Aujourd’hui, dans ce désert qu’est devenue le paysage spirituel de l’homme moderne, il n’y a plus la conscience de l’âme, de l’esprit, que nous sommes beaucoup plus que juste un corps, que la conscience est reliée à l’intelligence primordiale du monde, ce que nous Amérindiens appelons le Créateur. Alors oui, la peur est là, la peur de la mort, car on ne sait plus que la conscience jamais ne meurt. Eh oui les chagrins et les deuils intenses qui ne trouvent pas de résolution, car on pense avoir perdu l’être cher pour toujours.

Mais voilà, si on savait les principes fondamentaux qui font que l’Homme est Homme (comme toujours ici Homme avec un grand H veut dire la femme et l’homme dans leur qualité divine, incarnations à l’image du Grand Esprit) la peur n’aurait plus raison d’être et on pourrait en fait retrouver la grand-mère dans la naissance de la petite fille, le grand père dans la naissance du petit fils. C’était normal autrefois de reconnaître, dans les traits de caractère des jeunes enfants, les arrière-grands-parents disparus. Souvent c’était les jeunes enfants eux-mêmes, qui avaient gardé le souvenir, qui nous informaient de qui ils étaient.

Il faut savoir aussi, malgré tous ce que vous raconte, que les gens autrefois vivaient beaucoup plus vieux et en bonne santé qu’aujourd’hui. C’est un jeu de statistiques qu’ils font en permettant à tous de vivre même contre leur gré, mais en mauvaise santé et avec des handicaps débilitants. Un enfant fortement handicapé autrefois ne survivait pas et sa transition n’était qu’un au revoir. La transmission génétique de vie en vie était ainsi toujours de haute qualité comme le veut la nature. Ainsi, dans certaines Premières Nations dans lesquels j’ai été formé la vie ordinaire d’un Homme en santé se situait entre 120 et 130 ans bien que certains réussissaient à vivre beaucoup plus longtemps. Ces réalités vous ont été cachées, mais les Premières Nations elles se souviennent ! Il y a encore de ces gens qui sont très vieux. Beaucoup plus rares et ils se cachent, car ils savent que si le système les connaissait il les tuerait. Triste, mais vrai… Aussi, nous avions donc autrefois beaucoup plus de temps pour développer la conscience et voir les générations venir, partir et revenir.

La sagesse ancienne doit être réactivée pour que l’Homme puisse retrouver la santé dans son corps et dans sa conscience. Heureusement, même si nous sommes beaucoup moins nombreux aujourd’hui, certains d’entre nous avons conservé vivantes les anciennes traditions.

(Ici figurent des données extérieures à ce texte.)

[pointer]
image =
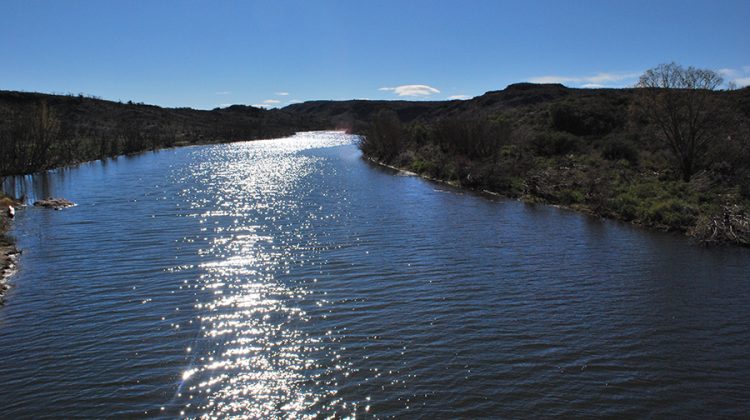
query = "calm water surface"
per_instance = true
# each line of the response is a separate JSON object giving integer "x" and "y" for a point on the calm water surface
{"x": 291, "y": 278}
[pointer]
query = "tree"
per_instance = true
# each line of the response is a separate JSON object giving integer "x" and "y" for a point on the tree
{"x": 679, "y": 102}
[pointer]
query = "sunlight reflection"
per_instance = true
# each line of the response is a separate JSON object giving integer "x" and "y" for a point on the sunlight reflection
{"x": 252, "y": 359}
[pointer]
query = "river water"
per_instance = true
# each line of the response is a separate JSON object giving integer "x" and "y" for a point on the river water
{"x": 292, "y": 278}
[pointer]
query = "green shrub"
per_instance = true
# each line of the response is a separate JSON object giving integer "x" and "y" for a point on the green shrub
{"x": 555, "y": 144}
{"x": 673, "y": 213}
{"x": 620, "y": 150}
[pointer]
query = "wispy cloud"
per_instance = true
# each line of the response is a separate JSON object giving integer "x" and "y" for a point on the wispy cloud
{"x": 596, "y": 80}
{"x": 739, "y": 77}
{"x": 411, "y": 90}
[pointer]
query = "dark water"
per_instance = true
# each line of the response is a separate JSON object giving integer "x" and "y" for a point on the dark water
{"x": 290, "y": 278}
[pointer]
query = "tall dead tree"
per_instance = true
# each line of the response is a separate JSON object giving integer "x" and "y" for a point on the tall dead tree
{"x": 680, "y": 103}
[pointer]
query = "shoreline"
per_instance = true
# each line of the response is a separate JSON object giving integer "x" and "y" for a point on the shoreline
{"x": 531, "y": 199}
{"x": 8, "y": 250}
{"x": 8, "y": 255}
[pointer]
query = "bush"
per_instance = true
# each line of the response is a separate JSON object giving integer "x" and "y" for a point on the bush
{"x": 620, "y": 150}
{"x": 555, "y": 143}
{"x": 672, "y": 213}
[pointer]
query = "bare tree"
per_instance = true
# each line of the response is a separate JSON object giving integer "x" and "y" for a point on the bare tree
{"x": 680, "y": 104}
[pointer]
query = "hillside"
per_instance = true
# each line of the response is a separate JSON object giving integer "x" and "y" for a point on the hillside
{"x": 593, "y": 150}
{"x": 40, "y": 131}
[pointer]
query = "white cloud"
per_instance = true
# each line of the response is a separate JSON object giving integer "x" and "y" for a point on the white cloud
{"x": 411, "y": 90}
{"x": 740, "y": 77}
{"x": 597, "y": 80}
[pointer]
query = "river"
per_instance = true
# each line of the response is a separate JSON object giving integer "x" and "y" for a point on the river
{"x": 292, "y": 278}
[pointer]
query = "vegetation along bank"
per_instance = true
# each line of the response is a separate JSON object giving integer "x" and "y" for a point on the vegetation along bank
{"x": 671, "y": 154}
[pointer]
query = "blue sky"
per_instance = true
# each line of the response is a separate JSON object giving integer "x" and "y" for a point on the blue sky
{"x": 205, "y": 54}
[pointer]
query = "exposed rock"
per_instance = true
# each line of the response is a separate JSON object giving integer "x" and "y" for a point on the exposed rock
{"x": 54, "y": 203}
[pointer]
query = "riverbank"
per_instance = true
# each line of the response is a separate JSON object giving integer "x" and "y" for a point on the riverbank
{"x": 8, "y": 250}
{"x": 646, "y": 201}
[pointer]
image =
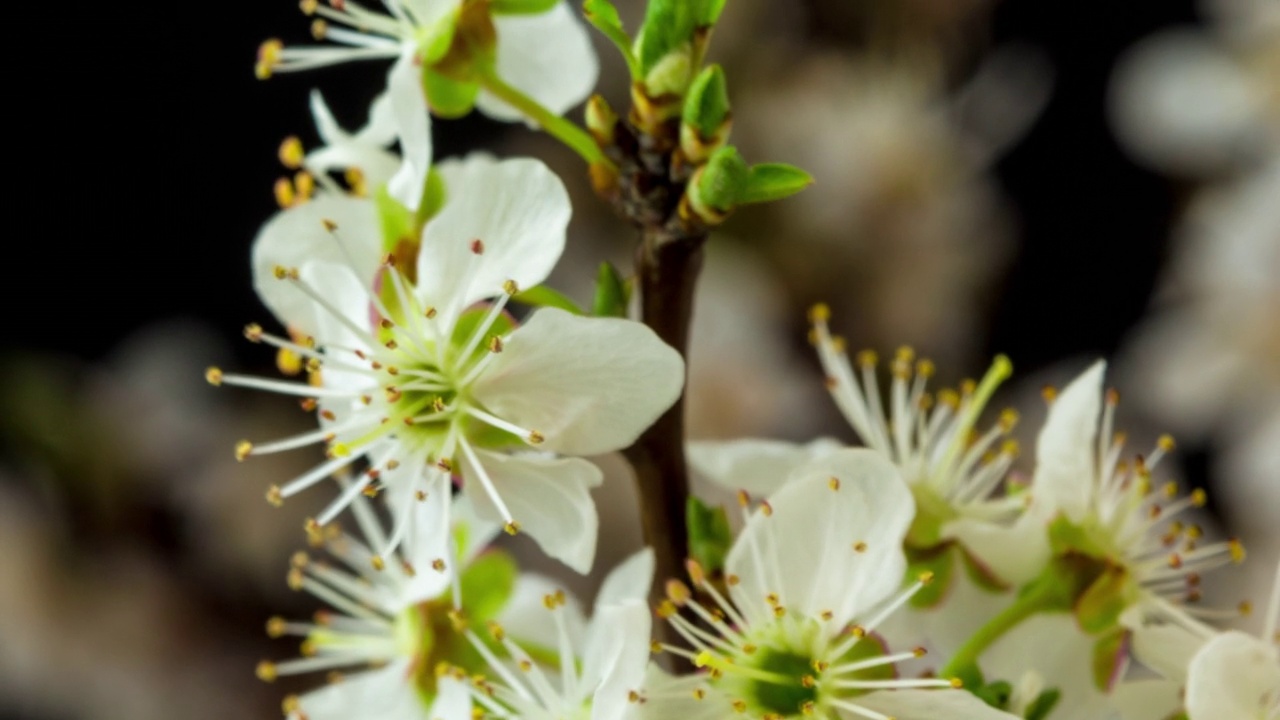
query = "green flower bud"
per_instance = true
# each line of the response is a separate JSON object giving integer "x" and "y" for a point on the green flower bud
{"x": 717, "y": 186}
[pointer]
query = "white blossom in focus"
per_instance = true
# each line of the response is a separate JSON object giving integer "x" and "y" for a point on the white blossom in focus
{"x": 544, "y": 54}
{"x": 810, "y": 579}
{"x": 428, "y": 387}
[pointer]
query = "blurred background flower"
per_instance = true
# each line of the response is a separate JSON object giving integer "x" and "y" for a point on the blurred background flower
{"x": 970, "y": 199}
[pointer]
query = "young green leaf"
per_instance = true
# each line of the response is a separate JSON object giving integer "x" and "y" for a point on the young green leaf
{"x": 543, "y": 296}
{"x": 604, "y": 17}
{"x": 775, "y": 181}
{"x": 612, "y": 294}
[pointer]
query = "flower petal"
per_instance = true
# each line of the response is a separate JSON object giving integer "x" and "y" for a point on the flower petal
{"x": 804, "y": 551}
{"x": 588, "y": 384}
{"x": 630, "y": 580}
{"x": 758, "y": 466}
{"x": 414, "y": 128}
{"x": 1065, "y": 464}
{"x": 296, "y": 236}
{"x": 547, "y": 57}
{"x": 1230, "y": 677}
{"x": 374, "y": 695}
{"x": 548, "y": 497}
{"x": 1015, "y": 554}
{"x": 517, "y": 209}
{"x": 932, "y": 705}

Je prie pour que la conscience des Hommes s’éveille et que nos voix puissent à nouveau être écoutées.

Bon novembre à tous et toutes !!

Aigle Bleu

 

5 réflexions au sujet de “LE PREMIER NOVEMBRE – LE JOUR DES MORTS”

  1. Bonjour Aigle Bleu,
    Comme toujours, un texte qui nous rappelle des informations tellement importantes, humaines, naturelles, qui sont de bon sens.
    Nous avons tellement de peurs, qu’elles nous rendent aveugles.
    Le contact avec la nature est rassurant.
    Et nous pouvons y trouver sans cesse les réponses à nos questions.
    Tout est dans le subtile, c’est bien de le rappeler dans votre transmission.
    Tellement merci pour vos articles.
    Bien coeurdialement.

  2. bonjour
    merci pour ce beau texte
    le seul moment où je ne suis pas d’accord c’est quand tu dis qu’il y a moins de spiritualité à notre époque je pense que plein de gens se sont éveillés et se posent des questions sur l’avenir de notre Terre
    j’aurais voulu transmettre ce texte sur Facebook est ce possible ?
    merci beaucoup
    belle journée
    Cati

    • Vous parlez de spiritualité, autrefois tous était croyant, aujourd’hui beaucoup sont athées et ne croient qu’en la science qui curieusement leurs ment effrontément. Du temps de nos ancêtres amérindiens les pouvoirs spirituels étaient littéralement incroyables aujourd’hui il ne reste que quelques rares chamans et personnes médecines qui ont quelques pouvoirs surtout de guérison car les gens sont bien malades. Et oui vous pouvez partager allégrement ce texte sur FB ! 🙂 Et merci pour votre témoignage et opinion j’adore pouvoir continuer la conversation.

  3. Merci pour ces explications ,
    Je suis à la recherche d’une formation si cela existe pour accompagner les familles avant pendant et après un décès . On accompagne à la naissance mais rien pour accompagner à la mort , c’est étrange comme un dénis …
    Auriez vous quelque information?